When will that recovery come this time? Ritter questioned whether I.P.O. levels would ever recover, while Schwartz doesn’t expect them to return this year. “I feel like we’ve hit a bit of an air pocket right now,” Schwartz said.
On our radar: ‘Supremacy: AI, ChatGPT and the Race That Will Change the World’
The artificial intelligence boom isn’t slowing down. Just this week, Safe Superintelligence, a three-month-old start-up with 10 employees, said it had raised $1 billion.
In “Supremacy,” Parmy Olson, a technology columnist at Bloomberg, tells the story of two of the A.I. industry’s most consequential founders to explain how we got here: Demis Hassabis, the C.E.O. of Google DeepMind, and Sam Altman, the C.E.O. of OpenAI.
DealBook spoke to Olson about what her book reveals about the sector’s development and its next challenges. The interview has been edited and condensed.
What can we learn about A.I. from the stories of these two chief executives?

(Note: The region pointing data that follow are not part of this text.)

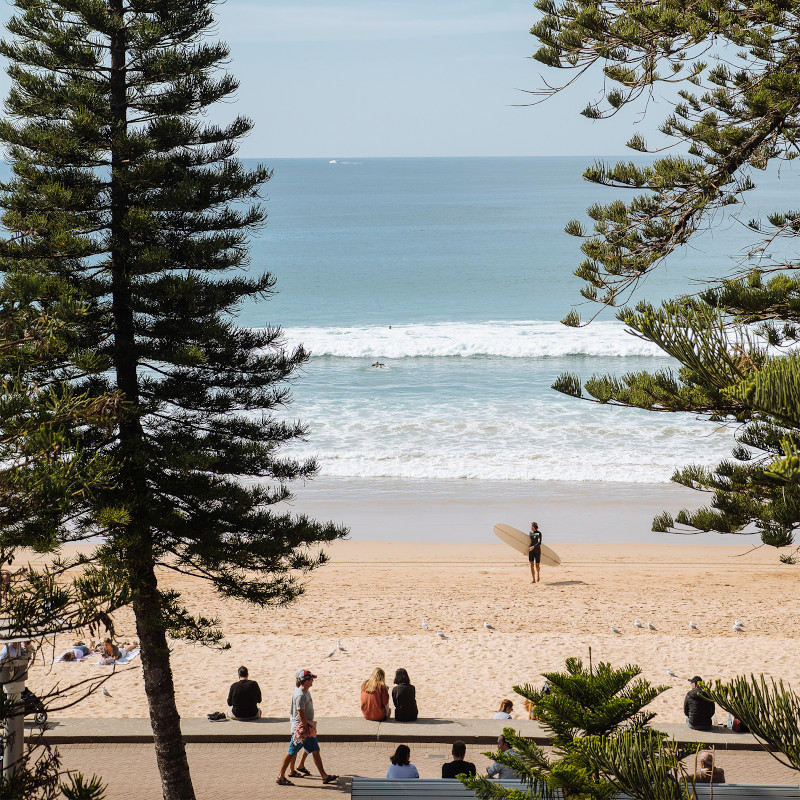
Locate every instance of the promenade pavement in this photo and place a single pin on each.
(242, 759)
(247, 771)
(349, 729)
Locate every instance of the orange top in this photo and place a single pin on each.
(373, 706)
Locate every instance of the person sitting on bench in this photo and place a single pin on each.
(708, 773)
(458, 766)
(498, 770)
(244, 697)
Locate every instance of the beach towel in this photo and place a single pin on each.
(125, 658)
(82, 660)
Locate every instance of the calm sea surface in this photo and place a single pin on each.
(454, 274)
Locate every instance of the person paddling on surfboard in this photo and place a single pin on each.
(535, 551)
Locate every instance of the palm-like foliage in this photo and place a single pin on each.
(582, 705)
(737, 110)
(150, 422)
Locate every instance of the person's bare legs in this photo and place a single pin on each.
(318, 761)
(288, 760)
(301, 767)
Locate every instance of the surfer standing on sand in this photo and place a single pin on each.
(535, 551)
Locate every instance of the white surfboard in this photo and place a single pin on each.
(521, 542)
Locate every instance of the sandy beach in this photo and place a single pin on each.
(374, 595)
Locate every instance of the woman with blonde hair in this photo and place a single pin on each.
(504, 712)
(375, 697)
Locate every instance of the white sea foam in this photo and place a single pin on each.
(560, 441)
(531, 339)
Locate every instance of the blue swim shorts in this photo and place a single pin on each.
(310, 745)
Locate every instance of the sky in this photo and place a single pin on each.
(367, 78)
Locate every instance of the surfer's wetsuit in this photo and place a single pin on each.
(536, 542)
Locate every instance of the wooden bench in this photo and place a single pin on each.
(452, 789)
(742, 791)
(434, 788)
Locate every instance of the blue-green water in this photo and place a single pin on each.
(454, 274)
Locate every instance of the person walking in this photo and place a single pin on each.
(304, 732)
(535, 551)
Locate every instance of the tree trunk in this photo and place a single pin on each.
(176, 782)
(159, 687)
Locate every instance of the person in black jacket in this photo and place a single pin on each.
(458, 766)
(244, 697)
(404, 697)
(699, 709)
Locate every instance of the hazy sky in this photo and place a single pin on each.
(363, 78)
(409, 78)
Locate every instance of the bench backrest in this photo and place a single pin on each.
(453, 789)
(438, 788)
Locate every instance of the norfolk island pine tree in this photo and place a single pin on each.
(121, 191)
(735, 69)
(583, 704)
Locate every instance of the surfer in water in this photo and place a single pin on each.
(535, 551)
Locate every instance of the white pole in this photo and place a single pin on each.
(13, 673)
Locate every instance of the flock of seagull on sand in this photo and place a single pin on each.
(440, 634)
(737, 626)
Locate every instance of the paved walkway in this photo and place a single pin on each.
(247, 771)
(347, 729)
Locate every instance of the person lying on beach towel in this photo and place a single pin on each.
(126, 656)
(110, 652)
(78, 652)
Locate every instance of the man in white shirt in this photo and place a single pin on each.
(304, 732)
(498, 770)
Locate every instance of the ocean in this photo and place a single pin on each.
(454, 274)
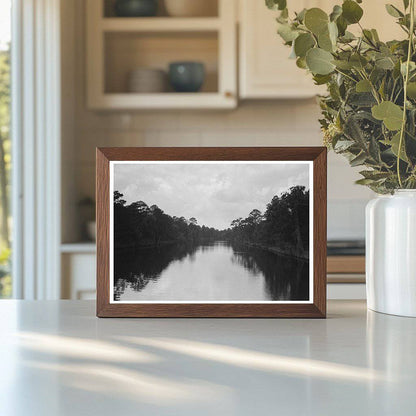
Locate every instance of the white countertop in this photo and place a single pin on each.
(57, 359)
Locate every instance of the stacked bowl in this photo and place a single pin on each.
(147, 80)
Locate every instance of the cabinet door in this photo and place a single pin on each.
(265, 68)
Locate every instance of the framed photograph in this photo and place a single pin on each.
(211, 232)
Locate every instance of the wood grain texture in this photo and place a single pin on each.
(317, 309)
(346, 264)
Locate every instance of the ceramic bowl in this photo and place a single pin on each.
(136, 8)
(186, 76)
(147, 80)
(191, 8)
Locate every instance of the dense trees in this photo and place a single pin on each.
(137, 225)
(284, 226)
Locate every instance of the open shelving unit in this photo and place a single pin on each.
(118, 45)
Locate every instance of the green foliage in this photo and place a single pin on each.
(369, 113)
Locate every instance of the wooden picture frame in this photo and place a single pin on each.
(316, 305)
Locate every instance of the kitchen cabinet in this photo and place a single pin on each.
(265, 70)
(118, 45)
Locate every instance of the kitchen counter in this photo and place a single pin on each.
(57, 358)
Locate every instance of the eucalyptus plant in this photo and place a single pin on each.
(369, 112)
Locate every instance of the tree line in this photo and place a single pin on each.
(283, 226)
(138, 225)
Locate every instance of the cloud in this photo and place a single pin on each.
(214, 194)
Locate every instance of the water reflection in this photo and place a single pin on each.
(218, 271)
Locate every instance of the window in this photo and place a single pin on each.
(5, 147)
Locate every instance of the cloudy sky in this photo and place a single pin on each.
(214, 194)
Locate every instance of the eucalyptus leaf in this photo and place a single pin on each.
(385, 63)
(395, 144)
(325, 42)
(336, 12)
(276, 4)
(363, 86)
(316, 20)
(362, 111)
(286, 32)
(342, 25)
(351, 11)
(393, 11)
(391, 114)
(358, 160)
(301, 63)
(319, 61)
(411, 90)
(303, 43)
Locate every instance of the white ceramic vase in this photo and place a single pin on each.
(391, 253)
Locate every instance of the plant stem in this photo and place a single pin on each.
(406, 80)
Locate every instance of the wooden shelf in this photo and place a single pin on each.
(129, 101)
(116, 46)
(76, 248)
(159, 24)
(346, 264)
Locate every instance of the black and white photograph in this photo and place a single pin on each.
(210, 232)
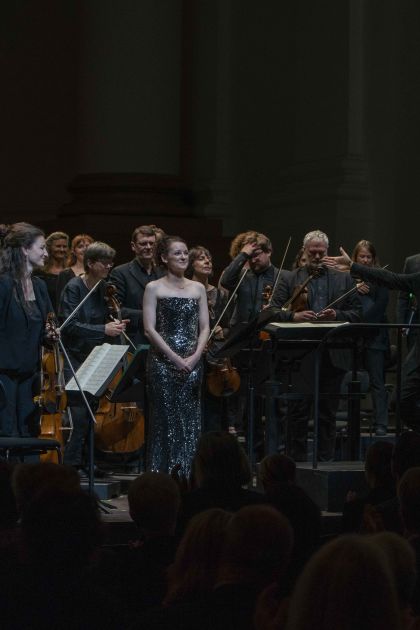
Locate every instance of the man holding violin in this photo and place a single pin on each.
(89, 327)
(130, 280)
(310, 294)
(255, 256)
(253, 292)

Demis and Sam were the first entrepreneurs crazy enough to start companies solely to build an artificial general intelligence. Both were driven by world-saving visions: Demis thought A.I. promised scientific discoveries that could cure cancer and solve climate change, while Sam wanted to create wealth for everyone.

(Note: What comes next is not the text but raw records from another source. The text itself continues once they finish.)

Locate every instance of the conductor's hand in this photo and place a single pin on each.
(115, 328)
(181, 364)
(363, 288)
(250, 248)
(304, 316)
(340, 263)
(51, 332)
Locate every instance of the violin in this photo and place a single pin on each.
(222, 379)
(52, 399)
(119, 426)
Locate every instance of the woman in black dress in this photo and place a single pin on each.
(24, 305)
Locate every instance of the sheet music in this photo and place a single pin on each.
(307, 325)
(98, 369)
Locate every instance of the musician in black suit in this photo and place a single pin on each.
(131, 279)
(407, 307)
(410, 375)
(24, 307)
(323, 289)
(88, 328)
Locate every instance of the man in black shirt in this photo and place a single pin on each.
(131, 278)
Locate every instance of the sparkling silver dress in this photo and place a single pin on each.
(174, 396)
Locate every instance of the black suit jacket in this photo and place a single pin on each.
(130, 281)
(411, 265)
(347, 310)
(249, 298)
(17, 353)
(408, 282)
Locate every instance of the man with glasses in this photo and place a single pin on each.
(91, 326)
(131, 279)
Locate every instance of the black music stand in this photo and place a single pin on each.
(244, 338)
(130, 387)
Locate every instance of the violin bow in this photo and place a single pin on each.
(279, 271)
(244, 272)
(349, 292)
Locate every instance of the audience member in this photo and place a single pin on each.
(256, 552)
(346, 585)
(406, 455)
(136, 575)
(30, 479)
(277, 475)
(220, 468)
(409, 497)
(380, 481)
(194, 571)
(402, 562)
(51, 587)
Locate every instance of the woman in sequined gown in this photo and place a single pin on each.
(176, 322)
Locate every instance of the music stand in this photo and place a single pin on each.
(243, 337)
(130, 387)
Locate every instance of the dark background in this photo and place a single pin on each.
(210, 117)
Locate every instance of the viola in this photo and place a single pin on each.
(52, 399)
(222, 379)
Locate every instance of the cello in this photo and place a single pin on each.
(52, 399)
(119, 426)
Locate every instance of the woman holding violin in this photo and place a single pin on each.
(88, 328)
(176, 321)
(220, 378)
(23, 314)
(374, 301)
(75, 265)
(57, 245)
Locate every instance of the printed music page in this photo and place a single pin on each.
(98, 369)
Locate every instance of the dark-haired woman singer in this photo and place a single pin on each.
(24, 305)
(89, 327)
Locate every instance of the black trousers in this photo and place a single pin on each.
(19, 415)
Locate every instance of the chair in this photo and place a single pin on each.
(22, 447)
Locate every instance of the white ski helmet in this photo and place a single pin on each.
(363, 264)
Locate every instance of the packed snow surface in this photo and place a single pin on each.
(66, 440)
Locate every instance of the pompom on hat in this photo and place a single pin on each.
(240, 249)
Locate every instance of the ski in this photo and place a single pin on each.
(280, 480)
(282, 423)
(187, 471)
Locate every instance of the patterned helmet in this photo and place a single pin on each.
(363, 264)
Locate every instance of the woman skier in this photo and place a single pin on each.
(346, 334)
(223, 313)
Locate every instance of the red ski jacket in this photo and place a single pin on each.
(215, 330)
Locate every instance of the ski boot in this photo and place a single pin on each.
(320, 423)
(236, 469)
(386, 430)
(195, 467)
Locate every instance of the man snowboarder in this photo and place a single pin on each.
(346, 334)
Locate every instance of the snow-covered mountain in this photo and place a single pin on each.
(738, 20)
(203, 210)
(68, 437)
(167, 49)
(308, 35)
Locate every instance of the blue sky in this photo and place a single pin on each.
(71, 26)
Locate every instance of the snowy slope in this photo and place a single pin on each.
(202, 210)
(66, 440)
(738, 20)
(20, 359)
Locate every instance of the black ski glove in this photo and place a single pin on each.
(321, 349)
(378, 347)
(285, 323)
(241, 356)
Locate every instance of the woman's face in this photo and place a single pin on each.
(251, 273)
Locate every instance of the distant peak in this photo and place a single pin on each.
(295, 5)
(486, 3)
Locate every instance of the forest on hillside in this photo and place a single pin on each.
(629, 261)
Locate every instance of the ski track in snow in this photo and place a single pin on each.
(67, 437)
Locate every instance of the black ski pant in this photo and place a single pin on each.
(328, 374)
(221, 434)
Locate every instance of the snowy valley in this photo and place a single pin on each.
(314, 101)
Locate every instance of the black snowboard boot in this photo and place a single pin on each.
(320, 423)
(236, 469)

But building A.I. was insanely expensive, so both pivoted toward more commercial goals. And they both tried and failed to put responsible oversight in place for their technology, with ethics boards and nonprofit structures.
Their stories illustrate one of the biggest challenges in A.I.: the near impossibility of proper governance as money has become a greater focal point and entrenched the power of tech giants.
Companies say they are attempting to reconcile ethics and commercialization. Can we rely on those efforts?
The tech industry has been self-regulating for years, often for P.R. purposes.
One effort that probably wasn’t strong enough was to implement boards. So many tech oversight boards have blown up, and Demis and Sam seemed to give up on those efforts.
There are other promising avenues. I’m impressed by Anthropic’s pivot to become a public benefit corporation, putting its obligation to human well-being and the environment on par with their fiduciary obligation to investors.
But companies can’t be left to regulate themselves. Governments will have to step in.
Thanks for reading! We’ll see you Monday.